Gavin Floyd was given a a luxury none of his rotationmates have been able to enjoy -- a four-run lead after one inning. He gradually gave it all back, and in the most painful fashion imaginable. Lots of pitches (25 in the second, 28 in the third, 25 in the fourth), lots of pitching from the stretch, an inability to throw his breaking ball for strikes, and consequently an inability to finish hitters.

He even committed an error -- that wasn't scored as such -- when he fielded Alexi Casilla's bunt, and then couldn't decide whether to tag him or throw it. He decided on the latter too late, and his soft toss to Paul Konerko was late. Casilla ended up scoring in the third, and only an amazing pick by Brent Morel on a hot smash by Tsuyoshi Nishioka prevented further damage.

Of course, it wouldn't have been a fan-murderer if Floyd hadn't provided the hope that he would escape the fourth with a 5-3 lead. He had a 1-2 count on the .164-hitting Rene Tosoni, but Tosoni laid off a couple breaking balls to work the count full before lining a two-run single to tie the game.

That was it for Floyd, but Will Ohman didn't help him out. Ohman got ahead of the soft-hitting Luke Hughes with two strikes, and Hughes worked the count full. Ohman threw a fastball, Hughes jumped on it, and the Twins scored the last of their seven unanswered runs.

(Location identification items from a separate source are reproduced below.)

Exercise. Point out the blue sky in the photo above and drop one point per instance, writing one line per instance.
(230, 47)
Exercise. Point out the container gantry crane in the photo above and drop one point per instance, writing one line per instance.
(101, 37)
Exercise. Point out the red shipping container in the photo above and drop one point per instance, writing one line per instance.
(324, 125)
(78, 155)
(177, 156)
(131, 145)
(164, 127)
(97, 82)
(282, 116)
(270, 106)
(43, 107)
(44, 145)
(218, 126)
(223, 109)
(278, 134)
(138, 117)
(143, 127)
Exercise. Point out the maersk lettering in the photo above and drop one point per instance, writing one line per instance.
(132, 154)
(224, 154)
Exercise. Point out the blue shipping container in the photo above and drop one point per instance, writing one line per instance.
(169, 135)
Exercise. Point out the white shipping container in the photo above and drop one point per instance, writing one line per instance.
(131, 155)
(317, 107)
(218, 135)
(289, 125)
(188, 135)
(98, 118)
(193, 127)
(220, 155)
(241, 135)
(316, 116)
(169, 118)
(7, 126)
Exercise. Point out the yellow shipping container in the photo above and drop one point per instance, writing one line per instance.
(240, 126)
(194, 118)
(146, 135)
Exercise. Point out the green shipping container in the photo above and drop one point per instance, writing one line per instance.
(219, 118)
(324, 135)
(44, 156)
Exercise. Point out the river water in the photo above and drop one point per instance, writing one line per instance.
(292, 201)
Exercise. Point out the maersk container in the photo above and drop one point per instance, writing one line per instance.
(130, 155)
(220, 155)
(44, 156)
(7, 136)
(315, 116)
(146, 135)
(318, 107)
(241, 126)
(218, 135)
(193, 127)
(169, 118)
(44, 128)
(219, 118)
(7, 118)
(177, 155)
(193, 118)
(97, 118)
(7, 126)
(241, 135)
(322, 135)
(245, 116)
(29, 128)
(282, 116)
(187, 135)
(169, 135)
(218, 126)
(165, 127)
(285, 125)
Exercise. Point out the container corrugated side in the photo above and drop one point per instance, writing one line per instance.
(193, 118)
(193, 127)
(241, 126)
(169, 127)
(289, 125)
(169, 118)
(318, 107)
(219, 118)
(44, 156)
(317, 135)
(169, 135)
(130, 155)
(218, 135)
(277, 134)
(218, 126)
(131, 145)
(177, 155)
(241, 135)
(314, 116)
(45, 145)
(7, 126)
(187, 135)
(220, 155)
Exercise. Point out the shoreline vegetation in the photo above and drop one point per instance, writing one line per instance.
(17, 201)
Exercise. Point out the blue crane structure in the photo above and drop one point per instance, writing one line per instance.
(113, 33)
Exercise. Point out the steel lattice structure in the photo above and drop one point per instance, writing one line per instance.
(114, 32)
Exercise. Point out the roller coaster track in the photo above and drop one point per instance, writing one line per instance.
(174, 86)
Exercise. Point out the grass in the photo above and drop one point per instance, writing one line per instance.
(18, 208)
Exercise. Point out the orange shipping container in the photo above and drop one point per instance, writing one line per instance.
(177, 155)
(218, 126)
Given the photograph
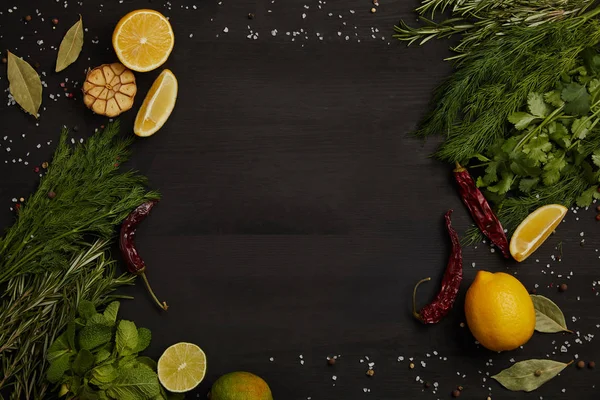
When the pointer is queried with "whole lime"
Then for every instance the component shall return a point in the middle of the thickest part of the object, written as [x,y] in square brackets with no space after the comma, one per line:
[240,386]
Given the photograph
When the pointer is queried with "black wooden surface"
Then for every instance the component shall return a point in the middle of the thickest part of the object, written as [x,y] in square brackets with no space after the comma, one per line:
[297,212]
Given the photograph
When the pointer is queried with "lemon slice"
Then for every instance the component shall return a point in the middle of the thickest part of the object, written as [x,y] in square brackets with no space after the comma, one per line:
[143,40]
[181,367]
[535,229]
[157,105]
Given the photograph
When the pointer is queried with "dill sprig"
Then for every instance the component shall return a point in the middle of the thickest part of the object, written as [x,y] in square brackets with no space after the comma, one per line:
[472,106]
[83,194]
[36,308]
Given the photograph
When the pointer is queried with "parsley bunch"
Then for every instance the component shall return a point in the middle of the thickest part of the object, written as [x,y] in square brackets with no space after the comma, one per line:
[97,357]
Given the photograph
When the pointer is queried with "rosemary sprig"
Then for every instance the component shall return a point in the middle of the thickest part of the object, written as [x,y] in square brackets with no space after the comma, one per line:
[83,193]
[36,308]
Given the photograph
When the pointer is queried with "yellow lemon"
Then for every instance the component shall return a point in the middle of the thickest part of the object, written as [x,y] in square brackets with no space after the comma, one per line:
[181,367]
[143,40]
[157,105]
[499,311]
[535,229]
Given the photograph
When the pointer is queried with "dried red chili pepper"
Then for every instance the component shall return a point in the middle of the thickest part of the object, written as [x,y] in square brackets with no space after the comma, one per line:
[135,263]
[443,302]
[480,210]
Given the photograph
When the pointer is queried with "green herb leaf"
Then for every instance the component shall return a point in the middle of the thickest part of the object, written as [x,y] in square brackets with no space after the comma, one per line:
[111,311]
[521,119]
[554,98]
[58,367]
[134,384]
[127,338]
[577,99]
[83,362]
[537,106]
[86,309]
[70,47]
[93,336]
[103,374]
[25,85]
[144,338]
[530,374]
[548,317]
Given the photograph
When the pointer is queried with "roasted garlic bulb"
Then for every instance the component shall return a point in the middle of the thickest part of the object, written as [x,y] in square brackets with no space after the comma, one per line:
[109,89]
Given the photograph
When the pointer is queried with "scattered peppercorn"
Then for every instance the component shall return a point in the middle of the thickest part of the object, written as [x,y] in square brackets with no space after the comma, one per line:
[563,287]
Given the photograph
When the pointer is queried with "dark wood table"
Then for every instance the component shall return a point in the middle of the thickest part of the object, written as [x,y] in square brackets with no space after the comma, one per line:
[297,212]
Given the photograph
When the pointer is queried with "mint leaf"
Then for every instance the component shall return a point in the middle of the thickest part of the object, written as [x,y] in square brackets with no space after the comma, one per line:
[521,119]
[536,105]
[527,184]
[111,311]
[580,127]
[127,338]
[554,98]
[58,367]
[92,336]
[577,99]
[84,361]
[585,199]
[134,384]
[103,374]
[144,338]
[86,309]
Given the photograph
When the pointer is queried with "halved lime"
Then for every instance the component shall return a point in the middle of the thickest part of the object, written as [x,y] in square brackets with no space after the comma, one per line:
[181,367]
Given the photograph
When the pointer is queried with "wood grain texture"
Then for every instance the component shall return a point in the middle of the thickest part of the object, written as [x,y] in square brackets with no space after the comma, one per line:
[297,211]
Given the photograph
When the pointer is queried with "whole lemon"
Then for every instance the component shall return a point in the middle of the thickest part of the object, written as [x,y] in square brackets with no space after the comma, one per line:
[240,386]
[499,311]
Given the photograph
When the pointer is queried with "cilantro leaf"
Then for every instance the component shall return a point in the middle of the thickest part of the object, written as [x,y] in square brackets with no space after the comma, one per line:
[134,384]
[580,127]
[127,338]
[521,119]
[536,105]
[577,99]
[526,184]
[554,98]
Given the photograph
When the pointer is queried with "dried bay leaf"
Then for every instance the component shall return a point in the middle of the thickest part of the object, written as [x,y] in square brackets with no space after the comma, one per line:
[24,84]
[530,374]
[548,317]
[71,46]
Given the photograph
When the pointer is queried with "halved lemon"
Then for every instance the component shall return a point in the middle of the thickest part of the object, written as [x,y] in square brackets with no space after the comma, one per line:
[181,367]
[535,229]
[157,105]
[143,40]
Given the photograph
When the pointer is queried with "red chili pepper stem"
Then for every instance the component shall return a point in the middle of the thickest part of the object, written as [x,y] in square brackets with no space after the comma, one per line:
[163,304]
[415,312]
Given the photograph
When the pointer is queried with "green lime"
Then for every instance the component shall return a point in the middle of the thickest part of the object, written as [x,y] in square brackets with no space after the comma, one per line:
[240,386]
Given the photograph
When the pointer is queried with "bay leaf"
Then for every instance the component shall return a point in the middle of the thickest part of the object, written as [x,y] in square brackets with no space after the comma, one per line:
[24,84]
[530,374]
[548,317]
[71,46]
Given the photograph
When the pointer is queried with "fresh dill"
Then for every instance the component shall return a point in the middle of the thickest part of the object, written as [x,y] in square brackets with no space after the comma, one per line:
[83,194]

The White Sox offense, meanwhile, packed it in after the first-inning flurry. They pounded Nick Blackburn for five runs, including an RBI double by Paul Konerko, a two-run homer by Adam Dunn, back-to-back doubles by Carlos Quentin and Alex Rios, and an RBI single by Gordon Beckham. That gave the Sox six hits in the first inning, and they had five over the last eight.